Injured Worker Discusses Long-Term Impact Of Losing Fingers

Timber Services Company Fined £18,000 For Safety Failings

09.12.2013

A 30-year-old man who lost three of his fingers in a workplace accident has explained how the incident has had a long-term impact on his family life.

Shaun Newcomb was unable to work for nine months after he trapped his hand in an unguarded roller conveyor.

The accident happened in March 2012, but he is still coming to terms with the loss of three fingers.
"After it happened I felt agitated and kept losing my temper easily, which was out of character for me," he commented.

"I went through a stage where I didn't want anyone to see my hand."

Mr Newcomb added that his wife was forced to take time off work to look after him as he recovered from the injury and the incident has also affected his children.

He said his young daughter will not hold his hand and his son is also worried about hurting his father when they "play rough and tumble together".

Mr Newcomb - who is from Bourne in Lincolnshire - finds it hard to complete basic tasks and is unable to work out in the cold. He has had to relearn how to tie his shoelaces and use a knife.

The accident happened as the worker attempted to clear some blocked wood from the conveyor. As he did so, his hand came into contact with the sprockets and chains that drove the rollers.

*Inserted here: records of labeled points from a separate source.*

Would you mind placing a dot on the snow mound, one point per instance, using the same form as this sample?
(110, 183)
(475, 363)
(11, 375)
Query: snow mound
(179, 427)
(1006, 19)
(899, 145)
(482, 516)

An investigation by the Health and Safety Executive (HSE) found that Sewstern Timber Services - which is based in Bury St Edmunds, Suffolk - had failed to assess the risks of using this machinery.

The firm was fined £18,000 and ordered to pay £10,000 in costs after admitting to breaching Section 2 of the Health and Safety at Work Act etc 1974.

Following the hearing at Lincoln Crown Court, HSE inspector Berian Price said the painful, life-changing injuries sustained by Mr Newcomb could have been easily avoided had the business identified the hazards involved in using this piece of equipment.